Global Dermatologicals Market Is Expected To Reach $36.2 Billion By 2026

Palm Beach, FL – April 9, 2020 – Recent industry reports on the projected growth of the global dermatologicals markets predict a continued surge in revenues. A report from Allied Market Research said that the global dermatologicals market is expected to reach $36,205 Million by 2026 registering a CAGR of 10.9% to 2026. Dermatology is a field of medicine that is engaged in the diagnosis, prevention, and treatment of various diseases related to skin, nails, and hair, such as pigmentation, acne, wrinkles, and psoriasis. Dermatological agents, also known as dermatologicals, are products which are applied topically on the skin.

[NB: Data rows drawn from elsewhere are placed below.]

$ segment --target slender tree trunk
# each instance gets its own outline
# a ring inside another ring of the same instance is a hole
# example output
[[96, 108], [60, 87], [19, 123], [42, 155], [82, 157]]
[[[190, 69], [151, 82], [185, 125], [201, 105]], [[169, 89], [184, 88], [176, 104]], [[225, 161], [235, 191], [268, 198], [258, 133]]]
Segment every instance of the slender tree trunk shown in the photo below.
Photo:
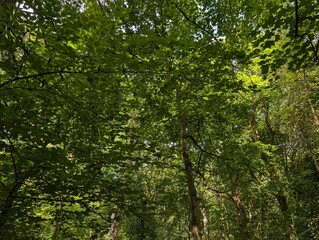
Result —
[[[271, 121], [269, 118], [269, 103], [268, 102], [263, 103], [263, 109], [264, 109], [266, 127], [268, 129], [268, 132], [272, 136], [270, 144], [275, 146], [276, 145], [276, 140], [275, 140], [276, 132], [271, 126]], [[313, 108], [311, 109], [311, 111], [312, 111], [312, 114], [315, 114], [315, 111]], [[318, 119], [316, 118], [316, 115], [314, 116], [314, 119], [315, 119], [315, 123], [316, 123], [316, 121], [318, 121]], [[270, 162], [269, 157], [264, 153], [261, 154], [261, 158], [267, 164]], [[277, 173], [277, 170], [272, 166], [272, 167], [268, 168], [268, 172], [269, 172], [269, 175], [271, 177], [271, 181], [273, 182], [273, 184], [275, 186], [279, 186], [280, 185], [280, 177]], [[285, 239], [287, 239], [287, 240], [294, 239], [294, 237], [293, 237], [294, 236], [294, 229], [293, 229], [293, 223], [290, 219], [287, 197], [285, 196], [284, 191], [280, 188], [277, 190], [277, 194], [275, 195], [275, 197], [276, 197], [277, 202], [279, 204], [279, 209], [282, 213], [283, 221], [284, 221], [285, 228], [286, 228], [285, 229]]]
[[243, 240], [250, 239], [249, 230], [247, 228], [248, 219], [246, 216], [245, 207], [240, 200], [240, 194], [237, 191], [236, 186], [232, 186], [231, 194], [231, 199], [238, 214], [240, 238]]
[[[317, 111], [316, 111], [315, 107], [313, 106], [311, 100], [309, 99], [308, 101], [309, 101], [309, 105], [310, 105], [311, 115], [313, 117], [313, 122], [317, 127], [319, 127], [319, 118], [318, 118]], [[317, 161], [315, 160], [315, 158], [313, 159], [313, 163], [316, 167], [317, 172], [319, 172], [319, 165], [318, 165]]]
[[310, 111], [311, 111], [311, 115], [313, 117], [313, 122], [314, 122], [314, 124], [317, 127], [319, 127], [319, 119], [318, 119], [317, 111], [316, 111], [315, 107], [313, 106], [313, 104], [312, 104], [310, 99], [308, 100], [308, 102], [309, 102], [309, 105], [310, 105]]
[[111, 215], [112, 225], [110, 229], [110, 240], [118, 239], [118, 231], [119, 231], [119, 222], [117, 220], [116, 214], [112, 213]]
[[279, 208], [280, 208], [280, 211], [283, 215], [283, 221], [284, 221], [284, 224], [285, 224], [285, 239], [287, 240], [294, 240], [294, 239], [297, 239], [296, 237], [296, 232], [295, 232], [295, 229], [294, 229], [294, 226], [293, 226], [293, 222], [290, 218], [290, 213], [289, 213], [289, 207], [288, 207], [288, 202], [287, 202], [287, 197], [284, 195], [283, 192], [279, 192], [277, 195], [276, 195], [276, 198], [277, 198], [277, 201], [278, 201], [278, 204], [279, 204]]
[[[201, 186], [200, 196], [201, 196], [201, 199], [204, 199], [205, 198], [205, 179], [204, 179], [204, 177], [202, 177], [202, 179], [201, 179], [200, 186]], [[203, 218], [204, 237], [205, 237], [205, 240], [209, 240], [209, 227], [208, 227], [208, 217], [207, 217], [206, 207], [202, 206], [200, 208], [200, 210], [201, 210], [202, 218]]]
[[60, 219], [63, 210], [63, 196], [60, 196], [60, 201], [56, 203], [55, 218], [54, 218], [54, 229], [52, 234], [52, 240], [58, 239], [58, 234], [60, 230]]
[[195, 188], [192, 162], [188, 154], [188, 142], [186, 127], [182, 126], [182, 149], [183, 149], [183, 162], [185, 166], [185, 174], [187, 178], [187, 186], [189, 193], [189, 207], [191, 211], [191, 233], [194, 240], [201, 240], [200, 235], [200, 209], [198, 204], [198, 196]]
[[203, 216], [205, 240], [209, 240], [208, 218], [207, 218], [207, 214], [206, 214], [206, 208], [202, 207], [201, 212], [202, 212], [202, 216]]
[[145, 234], [145, 223], [143, 218], [140, 219], [140, 224], [141, 224], [140, 239], [145, 240], [146, 234]]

These products are used to treat skin conditions and are also employed to prevent certain skin disorders. Furthermore, dermatologicals are also used for routine skin care to maintain one’s skin. However, some of the dermatologicals are systemic preparations, which are used in patients who are not responsive to topical medications. Moreover, these preparations are used to treat various skin conditions such as acne, dermatitis, and psoriasis.  Active biotech companies with recent developments include: Hoth Therapeutics, Inc. (NASDAQ: HOTH), Mallinckrodt plc (NYSE: MNK), Mersana Therapeutics, Inc. (NASDAQ: MRSN), Novavax, Inc. (NASDAQ: NVAX), Amarin Corporation plc (NASDAQ: AMRN).

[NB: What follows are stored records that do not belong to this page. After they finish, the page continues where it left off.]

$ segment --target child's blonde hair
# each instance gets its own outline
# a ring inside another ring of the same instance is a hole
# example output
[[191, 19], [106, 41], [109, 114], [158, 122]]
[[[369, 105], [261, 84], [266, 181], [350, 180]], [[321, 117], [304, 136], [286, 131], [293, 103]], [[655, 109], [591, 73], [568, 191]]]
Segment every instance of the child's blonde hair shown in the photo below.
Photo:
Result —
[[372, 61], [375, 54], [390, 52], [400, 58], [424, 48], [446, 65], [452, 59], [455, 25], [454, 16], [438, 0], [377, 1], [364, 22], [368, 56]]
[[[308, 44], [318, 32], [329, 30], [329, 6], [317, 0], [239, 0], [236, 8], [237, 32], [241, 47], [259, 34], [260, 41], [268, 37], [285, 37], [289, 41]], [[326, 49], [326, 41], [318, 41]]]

The report continued with: “The major factor that contributes to the growth of dermatologicals market include rise in demand for topical dermatological drugs such as anti-inflammatory agents, anti-infective, local anesthetics, cleansers, and emollients to treat acne. Furthermore, the rise in awareness about skin diseases, high demand for rapid diagnosis, and surge in incidence of skin cancer and other skin disorders are the factors that boost the growth of the dermatologicals market… The development of innovative products and increase in number of mergers & acquisitions by key vendors are expected to provide numerous opportunities for the market growth during the forecast period.  By drug type, the prescription segment occupied the largest share, owing to surge in skin disorders. Furthermore, skin disorders are severe and require skilled medical attention, which is provided by skin specialists. Moreover, over-the-counter drugs is expected to be the fastest growing segment during the forecast period due to surge in the awareness among general public regarding the availability of dermatologicals.”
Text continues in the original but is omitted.